Rabu 07 Oct 2015 15:10 WIB

Rupiah Menguat, Perusahaan Rokok Diminta tak Cari-Cari Alasan PHK Karyawan

Rep: Qommaria Rostanti/ Red: Ichsan Emrald Alamsyah
Pekerja menggelar demo karena terkena PHK perusahaan.
Foto: Antara
Pekerja menggelar demo karena terkena PHK perusahaan.

REPUBLIKA.CO.ID, JAKARTA -- Paket kebijakan ekonomi pemerintah jilid I dan II telah diluncurkan pemerintah. Dalam beberapa hari terakhir pun, nilai tukar rupiah menguat terhadap dolar AS. Namun ternyata kesemuanya belum mampu membendung arus pemutusan hubungan kerja (PHK) di Indonesia.

Ekonom dari Universitas Diponegoro (UNDIP) Semarang, Prof FX Sugiyanto mengatakan PHK yang saat ini masih marak terjadi lantaran pengusaha masih menggunakan penghitungan yang lama. Perlu dilihat lagi apakah tren penguatan rupiah bisa terus berlanjut atau tidak. Yang diperlukan pengusaha adalah kepastian.

Apabila tren penguatan rupiah berlanjut, mestinya ada penghitungan kembali oleh perusahaan. “Tidak fair juga kalau perusahaan melakukan PHK di saat rupiah sudah menguat,” ucapnya kepada Republika.co.id,” Kamis (7/10).
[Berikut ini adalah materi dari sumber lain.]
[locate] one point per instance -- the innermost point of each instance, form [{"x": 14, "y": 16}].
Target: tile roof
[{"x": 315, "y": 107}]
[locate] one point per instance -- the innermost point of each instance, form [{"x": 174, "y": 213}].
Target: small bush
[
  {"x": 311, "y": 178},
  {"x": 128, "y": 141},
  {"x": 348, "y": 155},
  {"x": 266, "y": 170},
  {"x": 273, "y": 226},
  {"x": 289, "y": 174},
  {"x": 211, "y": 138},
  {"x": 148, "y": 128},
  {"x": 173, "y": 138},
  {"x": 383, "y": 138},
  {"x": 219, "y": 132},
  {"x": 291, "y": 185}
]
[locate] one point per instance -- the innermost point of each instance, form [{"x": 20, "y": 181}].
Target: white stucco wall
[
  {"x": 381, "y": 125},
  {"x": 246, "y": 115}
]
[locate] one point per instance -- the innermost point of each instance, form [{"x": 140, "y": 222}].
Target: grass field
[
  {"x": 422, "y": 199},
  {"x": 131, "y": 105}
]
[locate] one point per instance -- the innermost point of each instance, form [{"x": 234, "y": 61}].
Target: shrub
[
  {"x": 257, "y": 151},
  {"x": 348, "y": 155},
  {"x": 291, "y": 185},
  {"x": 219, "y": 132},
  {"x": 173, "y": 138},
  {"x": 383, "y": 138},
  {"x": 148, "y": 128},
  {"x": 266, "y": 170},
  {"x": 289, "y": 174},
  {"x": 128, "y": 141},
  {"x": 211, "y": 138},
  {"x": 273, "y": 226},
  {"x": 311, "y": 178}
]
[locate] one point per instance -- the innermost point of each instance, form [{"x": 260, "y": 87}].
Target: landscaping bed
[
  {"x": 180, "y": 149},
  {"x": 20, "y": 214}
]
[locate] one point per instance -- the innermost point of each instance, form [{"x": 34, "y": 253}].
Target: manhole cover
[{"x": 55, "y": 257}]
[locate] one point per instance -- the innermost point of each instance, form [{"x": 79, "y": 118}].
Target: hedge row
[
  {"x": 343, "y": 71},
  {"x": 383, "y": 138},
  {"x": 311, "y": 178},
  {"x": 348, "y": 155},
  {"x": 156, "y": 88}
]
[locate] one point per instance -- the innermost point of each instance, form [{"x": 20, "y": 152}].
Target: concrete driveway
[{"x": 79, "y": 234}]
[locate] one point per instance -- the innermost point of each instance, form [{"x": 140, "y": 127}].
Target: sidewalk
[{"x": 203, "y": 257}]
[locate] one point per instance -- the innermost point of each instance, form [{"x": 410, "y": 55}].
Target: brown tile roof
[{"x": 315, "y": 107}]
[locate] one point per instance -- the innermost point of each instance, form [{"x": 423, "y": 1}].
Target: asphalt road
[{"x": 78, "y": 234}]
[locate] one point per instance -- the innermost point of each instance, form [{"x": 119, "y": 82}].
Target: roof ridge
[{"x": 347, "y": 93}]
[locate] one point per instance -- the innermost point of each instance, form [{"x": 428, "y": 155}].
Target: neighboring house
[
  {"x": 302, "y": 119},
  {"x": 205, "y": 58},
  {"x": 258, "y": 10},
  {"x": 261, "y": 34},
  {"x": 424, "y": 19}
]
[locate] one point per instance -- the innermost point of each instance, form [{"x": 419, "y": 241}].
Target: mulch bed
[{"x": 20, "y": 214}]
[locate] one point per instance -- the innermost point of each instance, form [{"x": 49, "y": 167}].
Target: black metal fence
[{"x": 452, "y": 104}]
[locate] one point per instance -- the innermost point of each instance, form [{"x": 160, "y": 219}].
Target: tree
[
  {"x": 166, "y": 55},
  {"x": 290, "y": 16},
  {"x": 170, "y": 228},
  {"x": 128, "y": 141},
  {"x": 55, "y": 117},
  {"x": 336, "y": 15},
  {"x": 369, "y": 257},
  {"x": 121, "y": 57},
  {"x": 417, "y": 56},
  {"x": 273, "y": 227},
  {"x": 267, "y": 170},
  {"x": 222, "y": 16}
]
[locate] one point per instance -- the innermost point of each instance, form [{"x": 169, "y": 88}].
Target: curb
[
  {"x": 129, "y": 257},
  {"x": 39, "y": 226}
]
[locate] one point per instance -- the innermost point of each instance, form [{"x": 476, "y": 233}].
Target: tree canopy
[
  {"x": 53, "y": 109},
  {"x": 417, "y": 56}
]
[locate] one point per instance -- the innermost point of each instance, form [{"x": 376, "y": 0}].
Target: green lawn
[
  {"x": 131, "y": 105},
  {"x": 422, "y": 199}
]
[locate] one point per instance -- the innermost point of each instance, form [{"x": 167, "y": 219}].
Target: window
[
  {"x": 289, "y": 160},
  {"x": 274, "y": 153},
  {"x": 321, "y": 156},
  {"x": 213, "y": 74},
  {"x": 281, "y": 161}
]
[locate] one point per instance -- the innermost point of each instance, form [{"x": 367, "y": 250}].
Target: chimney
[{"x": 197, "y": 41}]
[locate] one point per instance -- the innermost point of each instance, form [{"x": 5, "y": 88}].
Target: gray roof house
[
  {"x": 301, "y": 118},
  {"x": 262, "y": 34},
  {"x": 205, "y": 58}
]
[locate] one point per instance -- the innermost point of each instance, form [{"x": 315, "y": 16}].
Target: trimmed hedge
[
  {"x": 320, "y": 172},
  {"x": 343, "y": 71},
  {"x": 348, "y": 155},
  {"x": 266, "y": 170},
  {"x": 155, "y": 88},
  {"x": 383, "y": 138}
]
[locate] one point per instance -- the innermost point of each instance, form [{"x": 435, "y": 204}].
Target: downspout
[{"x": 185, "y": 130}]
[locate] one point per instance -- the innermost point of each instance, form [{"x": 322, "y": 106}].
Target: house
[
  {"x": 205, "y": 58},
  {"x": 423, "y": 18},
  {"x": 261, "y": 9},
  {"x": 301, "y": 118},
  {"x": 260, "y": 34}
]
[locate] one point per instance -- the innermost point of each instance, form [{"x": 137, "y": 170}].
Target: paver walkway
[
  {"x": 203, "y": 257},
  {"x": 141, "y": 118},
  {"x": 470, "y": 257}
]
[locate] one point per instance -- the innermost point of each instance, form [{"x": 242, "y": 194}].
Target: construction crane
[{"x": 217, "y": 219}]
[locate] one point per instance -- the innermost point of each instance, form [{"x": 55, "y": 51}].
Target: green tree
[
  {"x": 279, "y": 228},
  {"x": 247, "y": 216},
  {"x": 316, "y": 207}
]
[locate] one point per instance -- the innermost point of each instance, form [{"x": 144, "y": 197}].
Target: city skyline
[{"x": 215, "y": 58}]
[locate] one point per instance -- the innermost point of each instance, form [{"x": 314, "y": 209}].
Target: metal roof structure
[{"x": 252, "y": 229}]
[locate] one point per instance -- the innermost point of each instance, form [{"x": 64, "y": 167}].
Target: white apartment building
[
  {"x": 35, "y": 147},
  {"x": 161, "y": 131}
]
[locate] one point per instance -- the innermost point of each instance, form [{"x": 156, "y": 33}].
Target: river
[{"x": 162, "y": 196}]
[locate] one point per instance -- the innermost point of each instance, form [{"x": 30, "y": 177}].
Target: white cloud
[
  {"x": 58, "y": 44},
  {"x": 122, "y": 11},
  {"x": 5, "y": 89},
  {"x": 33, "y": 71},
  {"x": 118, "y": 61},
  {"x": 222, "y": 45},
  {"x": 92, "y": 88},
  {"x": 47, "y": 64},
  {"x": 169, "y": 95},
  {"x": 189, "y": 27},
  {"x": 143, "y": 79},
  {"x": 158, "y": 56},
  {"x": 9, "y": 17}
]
Perusahaan yang telah banyak memberhentikan karyawannya diminta memikirkan hal ini mengingat rupiah kembali menguat, terutama pabrik tekstil dan rokok. “Kalau alasannya karena tembakaunya impor juga tetap tidak fair dan perlu dihitung ulang,” ujar FX.

FX menduga PHK yang marak terjadi di perusahaan rokok terjadi di jenis SKT (Sigaret Kretek Tangan). Perusahaan rokok disarankan jangan berlindung di balik dalih mahalnya bahan baku impor untuk mem-PHK karyawan. “Toh konsumsi rokok tidak menurun meski harga bahan baku naik,” kata dia.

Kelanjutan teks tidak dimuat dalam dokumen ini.